The 1989 regulation at issue in Williamson is no longer in effect. As of 2007, all passenger vehicles must now have lap/shoulder belts in all rear seating positions. However, there are still many passenger vehicles manufactured prior to 2007 that have only lap belts in the center and aisle seating positions. In 2008, NHTSA estimated that there were over 1 million vehicles in the United States equipped with only a lap belt in some seating position. Thus, the Williamson decision could apply to many vehicles still on the road.
The Williamson decision also applies to other types of federal safety regulations that give manufacturers different options for compliance. For example, prior to Williamson, there was a conflict in the lower courts over whether FMVSS 205 preempted claims against vehicle manufacturers for installing tempered rather than laminated glass windows. Some courts concluded that such lawsuits were preempted simply because they foreclosed one of the options permitted by FMVSS 205. (See, e.g., Morgan v. Ford Motor Co. (W. Va. 2009) 680 S.E.2d 77, 94-95 [“We … find that because the NHTSA gave manufacturers the option to choose to install either tempered glass or laminated glass in side windows of vehicles in FMVSS 205, permitting the plaintiff to proceed with a state tort action would foreclose that choice and would interfere with federal policy”]; accord Lake v. Memphis Landsmen, L.L.C. (Ct. App. Tenn. March 5, 2010) 2010 WL 891867, *7)
Other courts found these types of window glazing claims not to be preempted. (See, e.g., O’Hara v. General Motors Corp. (5 th Cir. 2007) 508 F.3d 753, 759-763; MCI Sales and Service, Inc. v. Hinton (Tex. 2010) 329 S.W.2d 475, 495-499 ( Hinton); Raley v. Hyundai Motor Co. (W.D. Okla. Jan. 14, 2010) 2010 WL 199971, *4; Spruell v. Ford Motor Co. (W.D. Ark. Apr. 1, 2008) 2008 WL 906648, *2; Burns v. Ford Motor Co. (W.D. Ark. 2008) 2008 WL 222711, *2-3)
In light of Williamson, it is clear that such claims are preempted only if providing manufacturers with a choice between tempered and laminated glass was “a significant objective of the regulation.” ( Williamson, supra, 131 S. Ct. at p. 1134) Shortly after deciding Williamson, the U.S. Supreme Court vacated a judgment of the South Carolina Supreme Court that had found such a claim to be preempted and remanded the case for further consideration in light of Williamson. ( Priester v.
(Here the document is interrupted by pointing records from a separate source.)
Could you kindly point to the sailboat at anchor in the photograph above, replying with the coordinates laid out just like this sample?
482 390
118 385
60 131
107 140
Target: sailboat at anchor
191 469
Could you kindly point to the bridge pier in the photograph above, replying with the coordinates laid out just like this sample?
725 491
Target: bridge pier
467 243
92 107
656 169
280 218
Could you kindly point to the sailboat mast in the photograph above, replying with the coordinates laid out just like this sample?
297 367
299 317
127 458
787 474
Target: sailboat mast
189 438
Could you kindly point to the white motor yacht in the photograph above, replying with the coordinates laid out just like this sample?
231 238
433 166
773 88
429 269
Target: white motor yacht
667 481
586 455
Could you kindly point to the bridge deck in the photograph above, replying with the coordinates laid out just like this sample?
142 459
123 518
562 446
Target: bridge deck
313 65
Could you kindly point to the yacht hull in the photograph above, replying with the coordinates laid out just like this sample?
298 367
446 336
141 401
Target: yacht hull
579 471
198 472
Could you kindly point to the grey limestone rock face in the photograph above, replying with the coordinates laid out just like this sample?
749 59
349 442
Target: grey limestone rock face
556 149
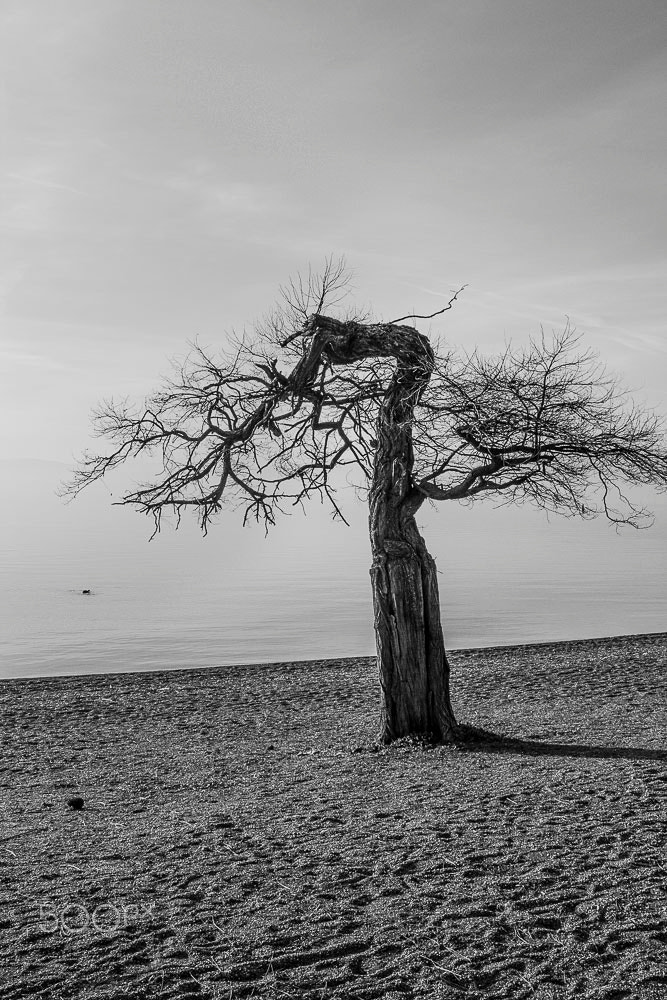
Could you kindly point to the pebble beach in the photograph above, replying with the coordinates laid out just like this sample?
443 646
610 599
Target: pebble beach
241 834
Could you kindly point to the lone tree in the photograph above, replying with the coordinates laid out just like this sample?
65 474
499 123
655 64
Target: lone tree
267 425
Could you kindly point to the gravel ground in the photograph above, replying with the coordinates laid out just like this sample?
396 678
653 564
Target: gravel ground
242 836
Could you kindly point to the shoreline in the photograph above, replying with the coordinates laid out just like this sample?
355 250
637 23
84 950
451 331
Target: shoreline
275 664
241 837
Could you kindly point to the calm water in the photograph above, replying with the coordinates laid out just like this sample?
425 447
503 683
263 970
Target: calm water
507 576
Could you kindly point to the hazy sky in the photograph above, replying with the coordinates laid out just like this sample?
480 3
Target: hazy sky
167 163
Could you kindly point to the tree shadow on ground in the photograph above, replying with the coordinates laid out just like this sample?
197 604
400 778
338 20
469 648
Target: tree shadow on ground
481 741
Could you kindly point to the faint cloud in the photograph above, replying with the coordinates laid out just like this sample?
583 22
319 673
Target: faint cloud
40 361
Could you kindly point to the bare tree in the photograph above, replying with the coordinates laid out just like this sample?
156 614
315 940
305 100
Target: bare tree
269 424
Ford Motor Co. (2011) 131 S. Ct. 1570) In the wake of Williamson, at least one court has found that these types of window glazing claims are not preempted by FMVSS 205. ( Bernal v. Daewoo Motor America, Inc. (D. Ariz. June 2, 2011) 2011 WL 2174890, *11-14)
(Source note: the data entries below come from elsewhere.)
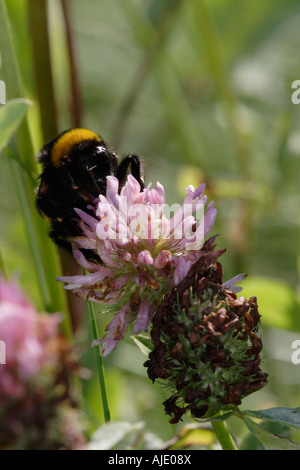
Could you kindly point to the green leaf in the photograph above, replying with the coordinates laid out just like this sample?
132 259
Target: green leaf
119 434
278 303
268 440
281 414
11 116
217 418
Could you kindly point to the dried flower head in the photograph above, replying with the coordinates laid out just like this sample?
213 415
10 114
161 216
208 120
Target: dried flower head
206 348
143 253
37 408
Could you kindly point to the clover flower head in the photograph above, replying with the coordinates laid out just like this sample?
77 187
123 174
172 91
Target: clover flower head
206 349
143 249
37 405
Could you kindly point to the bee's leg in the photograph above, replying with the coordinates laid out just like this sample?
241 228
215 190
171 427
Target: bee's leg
136 167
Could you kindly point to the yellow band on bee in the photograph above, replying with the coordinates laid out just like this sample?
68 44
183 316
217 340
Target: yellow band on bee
67 141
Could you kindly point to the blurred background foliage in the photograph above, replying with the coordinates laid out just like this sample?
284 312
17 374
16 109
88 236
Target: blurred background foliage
202 91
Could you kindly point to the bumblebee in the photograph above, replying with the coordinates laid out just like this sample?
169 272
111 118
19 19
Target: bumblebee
74 169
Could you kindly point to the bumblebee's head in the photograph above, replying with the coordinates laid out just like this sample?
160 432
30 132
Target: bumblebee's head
58 151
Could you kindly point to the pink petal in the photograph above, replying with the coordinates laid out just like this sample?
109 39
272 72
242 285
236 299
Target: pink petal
144 257
143 317
230 284
115 331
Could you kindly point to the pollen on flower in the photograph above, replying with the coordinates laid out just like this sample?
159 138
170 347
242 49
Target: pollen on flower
142 252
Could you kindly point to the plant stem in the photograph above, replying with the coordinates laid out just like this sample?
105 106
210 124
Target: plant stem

The Williamson decision will likely reverberate in other areas of the law as well. In particular, the Court’s clarification that a federal agency’s cost-benefit calculus is usually insufficient to preempt state tort law is a significant holding that fortifies the Court’s similar ruling in Sprietsma v. Mercury Marine (2002) 537 U.S. 51. In Sprietsma, the plaintiff sued a boat manufacturer for failure to install a propeller guard. Before the boat was manufactured, however, the Coast Guard had made a carefully considered decision not to mandate boat propeller guards based on studies and “available data” regarding the costs, technical feasibility, and relative safety benefits. ( Id. at pp. 61-62, 66-67) Because the Coast Guard’s cost-benefit analysis did “not convey an ‘authoritative message’ of a federal policy against propeller guards” ( ibid.), the Supreme Court found that the plaintiff’s tort claim was not preempted. In Williamson, Mazda argued that Sprietsma was inapplicable because it involved an agency’s decision not to adopt any safety regulation in the area, whereas Williamson involved an agency decision to adopt a safety regulation on rear seatbelts, but not to mandate lap/shoulder belts for some seating positions. Although the Williamson opinion curiously did not mention Sprietsma, it nevertheless confirms that cost-benefit decisions usually do not have preemptive effect even if the agency has regulated in the area.
Taken together, Williamson and Sprietsma should make it difficult for manufacturers to argue implied obstacle preemption based on a federal agency’s decision not to mandate a safety device solely for cost-benefit reasons. The mere fact that a federal agency has made its own cost-benefit judgment does not necessarily establish that it “sought to forbid common-law tort suits in which a judge or jury might reach a different conclusion.” ( Williamson, supra, 131 S. Ct. at 1139) This principle could become important in a wide variety of other types of products liability cases involving federally regulated products.